What about Suehiro, though--was he a Gnostic, too? The answer is no. A hidebound pragmatist and intellectual bower bird, Suehiro almost never, in his sheaves of writings, appealed to an overarching principle in justification of a proposed course of action. If it works, do it; if not, do something else--this seemed to be the one lodestar of Suehiro's philosophical cosmos. (38) If Voegelin's diagnosis of Gnosticism applies to Marx and Minoda, then by the same measure it falls short of fully encompassing Suehiro's philosophical outlook and jurisprudential approach. The living law did, in fact, have a guiding principle beyond muddling trial-and-error tactics in a Polanyian sense of being rooted in a particular culture, a network of mores, memories, and shared assumptions about the way the world should work. As such, both Suehiro's Ehrlichianism and Minoda's kokutai find their heft in the particularities of Japanese cultural and historical life. But for all of his Ehrlichian influence, Suehiro's brand of equity was ad hoc and fundamentally apolitical, and only incidentally Japanese. Suehiro, in that sense, was the antithesis of Minoda and of the Communists and Marxists, for Suehiro subscribed to no overarching ideology at all.

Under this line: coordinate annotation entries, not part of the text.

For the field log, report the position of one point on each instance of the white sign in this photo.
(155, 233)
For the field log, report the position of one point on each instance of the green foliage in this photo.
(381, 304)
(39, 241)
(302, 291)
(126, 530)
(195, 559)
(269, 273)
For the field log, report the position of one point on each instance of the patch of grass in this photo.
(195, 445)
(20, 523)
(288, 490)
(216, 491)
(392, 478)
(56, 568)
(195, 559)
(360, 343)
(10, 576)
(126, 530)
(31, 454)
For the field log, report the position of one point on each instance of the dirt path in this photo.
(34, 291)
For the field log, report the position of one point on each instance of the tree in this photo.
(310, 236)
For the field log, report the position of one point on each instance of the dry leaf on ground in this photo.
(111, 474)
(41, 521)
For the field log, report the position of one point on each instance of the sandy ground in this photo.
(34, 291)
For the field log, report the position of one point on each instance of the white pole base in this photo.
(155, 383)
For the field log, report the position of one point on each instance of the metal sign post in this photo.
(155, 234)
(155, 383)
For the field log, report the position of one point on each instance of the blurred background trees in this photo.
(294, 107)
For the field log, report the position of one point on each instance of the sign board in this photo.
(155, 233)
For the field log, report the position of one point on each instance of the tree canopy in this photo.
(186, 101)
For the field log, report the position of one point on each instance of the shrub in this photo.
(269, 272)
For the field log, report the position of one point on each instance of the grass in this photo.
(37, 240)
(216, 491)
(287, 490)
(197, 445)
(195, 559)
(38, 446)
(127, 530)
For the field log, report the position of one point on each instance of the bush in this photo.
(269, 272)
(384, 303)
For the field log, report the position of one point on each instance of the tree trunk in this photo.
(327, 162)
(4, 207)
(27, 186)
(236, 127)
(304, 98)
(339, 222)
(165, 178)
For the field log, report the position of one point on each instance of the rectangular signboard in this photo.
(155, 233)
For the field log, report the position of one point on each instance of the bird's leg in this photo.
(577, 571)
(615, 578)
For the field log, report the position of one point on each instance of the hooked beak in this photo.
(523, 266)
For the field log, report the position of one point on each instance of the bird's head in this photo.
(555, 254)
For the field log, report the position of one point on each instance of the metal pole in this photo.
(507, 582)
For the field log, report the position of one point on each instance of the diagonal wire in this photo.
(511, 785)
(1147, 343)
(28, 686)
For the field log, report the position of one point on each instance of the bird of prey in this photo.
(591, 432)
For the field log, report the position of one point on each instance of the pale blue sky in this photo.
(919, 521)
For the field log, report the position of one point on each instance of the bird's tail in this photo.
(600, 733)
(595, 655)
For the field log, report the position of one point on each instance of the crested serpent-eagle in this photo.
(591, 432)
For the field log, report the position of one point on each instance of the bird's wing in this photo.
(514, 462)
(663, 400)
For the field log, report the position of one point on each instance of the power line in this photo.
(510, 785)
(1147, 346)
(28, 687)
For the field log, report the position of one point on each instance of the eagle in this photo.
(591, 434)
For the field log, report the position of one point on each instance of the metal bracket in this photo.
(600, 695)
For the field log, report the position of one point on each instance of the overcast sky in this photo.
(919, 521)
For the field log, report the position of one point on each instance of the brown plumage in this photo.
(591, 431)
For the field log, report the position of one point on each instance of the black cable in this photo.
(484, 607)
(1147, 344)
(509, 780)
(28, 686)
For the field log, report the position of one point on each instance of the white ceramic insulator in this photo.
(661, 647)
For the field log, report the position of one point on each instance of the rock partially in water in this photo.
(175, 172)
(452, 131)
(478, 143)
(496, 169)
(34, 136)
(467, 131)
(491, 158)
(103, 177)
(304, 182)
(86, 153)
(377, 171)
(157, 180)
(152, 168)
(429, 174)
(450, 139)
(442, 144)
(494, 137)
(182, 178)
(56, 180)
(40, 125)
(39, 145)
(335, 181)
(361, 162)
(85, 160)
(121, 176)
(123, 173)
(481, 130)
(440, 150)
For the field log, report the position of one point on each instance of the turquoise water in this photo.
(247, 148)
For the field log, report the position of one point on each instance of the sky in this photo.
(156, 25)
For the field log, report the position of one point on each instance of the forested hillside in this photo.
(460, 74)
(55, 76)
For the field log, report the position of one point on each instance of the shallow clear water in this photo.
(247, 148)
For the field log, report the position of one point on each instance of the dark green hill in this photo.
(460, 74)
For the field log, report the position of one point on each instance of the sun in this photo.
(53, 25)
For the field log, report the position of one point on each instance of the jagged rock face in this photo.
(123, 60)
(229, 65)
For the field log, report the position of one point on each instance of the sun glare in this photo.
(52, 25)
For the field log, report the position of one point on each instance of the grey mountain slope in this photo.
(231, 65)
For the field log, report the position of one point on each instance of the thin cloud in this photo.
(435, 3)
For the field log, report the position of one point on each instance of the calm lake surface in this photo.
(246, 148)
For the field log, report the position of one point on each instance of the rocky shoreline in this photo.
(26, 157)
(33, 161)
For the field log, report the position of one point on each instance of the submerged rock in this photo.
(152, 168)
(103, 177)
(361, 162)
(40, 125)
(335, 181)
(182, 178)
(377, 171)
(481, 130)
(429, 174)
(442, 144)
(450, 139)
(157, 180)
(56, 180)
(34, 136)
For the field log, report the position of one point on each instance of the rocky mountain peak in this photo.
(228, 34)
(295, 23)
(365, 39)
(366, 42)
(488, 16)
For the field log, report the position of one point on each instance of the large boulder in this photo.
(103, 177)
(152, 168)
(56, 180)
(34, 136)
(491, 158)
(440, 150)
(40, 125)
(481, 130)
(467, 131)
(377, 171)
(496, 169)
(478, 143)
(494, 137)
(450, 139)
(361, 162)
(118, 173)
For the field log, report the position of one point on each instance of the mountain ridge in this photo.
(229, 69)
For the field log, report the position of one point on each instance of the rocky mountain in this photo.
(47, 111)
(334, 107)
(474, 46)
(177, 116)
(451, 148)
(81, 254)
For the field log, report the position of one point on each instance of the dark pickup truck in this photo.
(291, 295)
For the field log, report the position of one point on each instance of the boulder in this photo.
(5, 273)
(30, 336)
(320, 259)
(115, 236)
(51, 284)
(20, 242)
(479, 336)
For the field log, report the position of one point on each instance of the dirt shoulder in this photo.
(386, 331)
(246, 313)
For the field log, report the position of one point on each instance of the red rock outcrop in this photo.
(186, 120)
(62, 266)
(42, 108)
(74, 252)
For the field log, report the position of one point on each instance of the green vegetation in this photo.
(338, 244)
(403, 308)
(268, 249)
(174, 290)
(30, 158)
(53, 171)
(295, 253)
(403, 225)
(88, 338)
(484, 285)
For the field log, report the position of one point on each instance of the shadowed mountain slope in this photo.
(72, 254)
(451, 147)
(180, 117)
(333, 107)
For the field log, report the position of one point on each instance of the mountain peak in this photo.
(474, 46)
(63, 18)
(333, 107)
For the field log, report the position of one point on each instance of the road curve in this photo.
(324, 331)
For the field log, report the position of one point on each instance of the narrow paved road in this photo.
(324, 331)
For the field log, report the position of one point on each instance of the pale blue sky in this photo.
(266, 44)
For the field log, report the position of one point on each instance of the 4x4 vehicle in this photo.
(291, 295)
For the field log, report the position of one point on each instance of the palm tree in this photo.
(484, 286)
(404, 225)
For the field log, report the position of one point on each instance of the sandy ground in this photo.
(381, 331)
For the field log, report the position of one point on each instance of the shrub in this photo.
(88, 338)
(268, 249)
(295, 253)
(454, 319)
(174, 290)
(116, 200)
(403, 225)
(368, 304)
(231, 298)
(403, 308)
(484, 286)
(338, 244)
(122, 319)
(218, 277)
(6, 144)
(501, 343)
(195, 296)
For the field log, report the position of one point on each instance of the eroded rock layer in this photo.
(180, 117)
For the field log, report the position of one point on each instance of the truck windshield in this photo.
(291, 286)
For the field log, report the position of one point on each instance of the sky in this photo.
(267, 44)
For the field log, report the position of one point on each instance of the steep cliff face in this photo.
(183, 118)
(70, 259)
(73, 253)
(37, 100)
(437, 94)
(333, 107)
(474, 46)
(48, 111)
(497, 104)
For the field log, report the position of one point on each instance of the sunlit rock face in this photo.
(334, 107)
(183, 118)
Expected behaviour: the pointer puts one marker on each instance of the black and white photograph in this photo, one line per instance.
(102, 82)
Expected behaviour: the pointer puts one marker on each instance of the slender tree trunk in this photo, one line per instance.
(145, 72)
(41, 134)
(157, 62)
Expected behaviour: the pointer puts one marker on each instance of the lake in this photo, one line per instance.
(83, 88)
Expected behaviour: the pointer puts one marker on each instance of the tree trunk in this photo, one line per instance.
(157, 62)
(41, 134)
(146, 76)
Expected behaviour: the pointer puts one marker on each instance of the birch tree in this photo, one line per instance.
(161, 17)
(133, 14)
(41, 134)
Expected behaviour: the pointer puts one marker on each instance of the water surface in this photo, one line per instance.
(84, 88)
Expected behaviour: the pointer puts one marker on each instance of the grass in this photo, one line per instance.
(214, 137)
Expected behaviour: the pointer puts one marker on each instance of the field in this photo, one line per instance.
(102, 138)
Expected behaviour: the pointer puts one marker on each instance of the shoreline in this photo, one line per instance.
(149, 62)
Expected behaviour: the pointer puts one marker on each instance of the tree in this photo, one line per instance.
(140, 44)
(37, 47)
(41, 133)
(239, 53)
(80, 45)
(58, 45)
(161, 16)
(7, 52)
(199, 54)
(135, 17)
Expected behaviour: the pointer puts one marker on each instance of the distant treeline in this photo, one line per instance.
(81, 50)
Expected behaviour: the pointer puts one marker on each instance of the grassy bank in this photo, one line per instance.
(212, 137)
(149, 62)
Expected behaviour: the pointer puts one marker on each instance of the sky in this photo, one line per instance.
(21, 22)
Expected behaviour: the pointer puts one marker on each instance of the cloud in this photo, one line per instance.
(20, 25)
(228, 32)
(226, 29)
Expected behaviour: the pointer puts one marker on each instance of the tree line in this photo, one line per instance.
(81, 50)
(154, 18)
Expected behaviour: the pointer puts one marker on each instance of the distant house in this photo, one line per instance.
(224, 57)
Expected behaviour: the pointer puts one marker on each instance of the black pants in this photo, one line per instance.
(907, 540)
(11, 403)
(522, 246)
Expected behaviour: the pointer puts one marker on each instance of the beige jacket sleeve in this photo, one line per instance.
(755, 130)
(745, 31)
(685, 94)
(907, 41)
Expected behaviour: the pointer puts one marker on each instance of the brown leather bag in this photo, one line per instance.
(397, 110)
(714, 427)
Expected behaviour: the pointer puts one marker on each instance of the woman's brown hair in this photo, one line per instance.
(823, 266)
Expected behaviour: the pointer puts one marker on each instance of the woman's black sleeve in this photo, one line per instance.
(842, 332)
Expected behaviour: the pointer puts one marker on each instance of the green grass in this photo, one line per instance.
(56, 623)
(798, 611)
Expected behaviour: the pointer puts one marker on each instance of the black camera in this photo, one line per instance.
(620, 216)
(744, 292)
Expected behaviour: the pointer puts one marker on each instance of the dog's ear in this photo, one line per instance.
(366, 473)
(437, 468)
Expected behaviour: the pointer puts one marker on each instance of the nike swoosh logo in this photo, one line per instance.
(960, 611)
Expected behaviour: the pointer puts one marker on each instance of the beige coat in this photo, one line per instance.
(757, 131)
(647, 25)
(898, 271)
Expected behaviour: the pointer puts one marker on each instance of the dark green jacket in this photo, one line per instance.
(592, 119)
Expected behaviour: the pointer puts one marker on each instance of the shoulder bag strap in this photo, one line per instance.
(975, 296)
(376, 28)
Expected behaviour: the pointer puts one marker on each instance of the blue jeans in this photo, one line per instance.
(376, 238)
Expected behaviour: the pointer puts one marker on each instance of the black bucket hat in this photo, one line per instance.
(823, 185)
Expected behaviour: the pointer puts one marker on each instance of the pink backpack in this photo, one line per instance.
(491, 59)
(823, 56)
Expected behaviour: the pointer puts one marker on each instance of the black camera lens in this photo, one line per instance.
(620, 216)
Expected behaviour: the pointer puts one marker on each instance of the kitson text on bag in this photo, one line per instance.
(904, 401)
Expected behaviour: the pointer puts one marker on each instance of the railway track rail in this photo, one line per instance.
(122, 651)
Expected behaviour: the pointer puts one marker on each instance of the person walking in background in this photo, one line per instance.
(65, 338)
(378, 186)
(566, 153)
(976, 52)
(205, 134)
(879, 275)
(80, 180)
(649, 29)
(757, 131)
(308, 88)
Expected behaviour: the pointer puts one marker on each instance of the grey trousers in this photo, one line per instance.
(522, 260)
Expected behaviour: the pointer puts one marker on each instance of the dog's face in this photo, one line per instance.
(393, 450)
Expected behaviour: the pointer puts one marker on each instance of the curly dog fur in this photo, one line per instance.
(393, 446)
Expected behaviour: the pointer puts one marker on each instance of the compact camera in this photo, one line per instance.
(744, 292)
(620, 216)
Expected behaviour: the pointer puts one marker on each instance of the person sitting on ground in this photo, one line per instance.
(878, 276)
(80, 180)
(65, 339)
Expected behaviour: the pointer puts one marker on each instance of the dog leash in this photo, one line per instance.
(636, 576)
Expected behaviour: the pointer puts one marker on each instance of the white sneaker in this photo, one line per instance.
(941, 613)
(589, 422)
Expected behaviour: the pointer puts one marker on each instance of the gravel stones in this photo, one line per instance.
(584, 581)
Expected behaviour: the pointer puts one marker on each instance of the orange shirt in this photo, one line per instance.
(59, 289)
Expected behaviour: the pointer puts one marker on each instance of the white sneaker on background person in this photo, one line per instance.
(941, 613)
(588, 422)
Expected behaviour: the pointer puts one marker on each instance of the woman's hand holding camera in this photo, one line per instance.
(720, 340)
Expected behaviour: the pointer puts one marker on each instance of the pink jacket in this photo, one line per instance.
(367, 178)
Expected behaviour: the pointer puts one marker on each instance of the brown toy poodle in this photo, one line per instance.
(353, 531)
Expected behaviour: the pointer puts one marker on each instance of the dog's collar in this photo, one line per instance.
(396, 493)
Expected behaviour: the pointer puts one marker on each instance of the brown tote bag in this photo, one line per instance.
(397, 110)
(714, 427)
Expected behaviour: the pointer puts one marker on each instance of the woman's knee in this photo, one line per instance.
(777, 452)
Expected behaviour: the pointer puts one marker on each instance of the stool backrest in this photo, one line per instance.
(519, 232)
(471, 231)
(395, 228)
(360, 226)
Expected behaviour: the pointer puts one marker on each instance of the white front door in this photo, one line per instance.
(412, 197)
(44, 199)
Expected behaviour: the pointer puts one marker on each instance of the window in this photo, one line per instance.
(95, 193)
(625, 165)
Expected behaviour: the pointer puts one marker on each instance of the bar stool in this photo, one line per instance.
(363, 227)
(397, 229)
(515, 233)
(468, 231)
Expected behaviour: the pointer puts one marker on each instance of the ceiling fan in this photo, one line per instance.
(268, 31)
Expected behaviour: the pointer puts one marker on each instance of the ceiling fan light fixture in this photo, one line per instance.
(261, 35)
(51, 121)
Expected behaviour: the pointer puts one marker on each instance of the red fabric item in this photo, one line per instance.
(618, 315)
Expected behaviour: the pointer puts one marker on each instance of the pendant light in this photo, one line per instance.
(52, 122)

It also militates against Suehiro's having been a Gnostic that the Taisho Period, before the raised imperial stakes of the 1930s, had been a relatively apolitical age. Politics as a totalizing episteme simply was not a factor of early Taisho intellectual life. As philosopher Miki Kiyoshi later recalled:
Even though we experienced the tremendous event of the First World War, we were utterly uninterested in politics. We had contempt for politics and valued culture, meaning we exhibited both anti-political and apolitical tendencies. This was a culturalist way of thinking. The thought known as "refinement" was literary and philosophical. Which is to say that we placed a particularly high premium on literature and philosophy, but looked down on science and technology as being subordinate to culture and civilization. (39)
According to Miki, at least, the Taisho Democracy milieu out of which Suehiro emerged was not a place likely to foster political or ideological Gnosticism.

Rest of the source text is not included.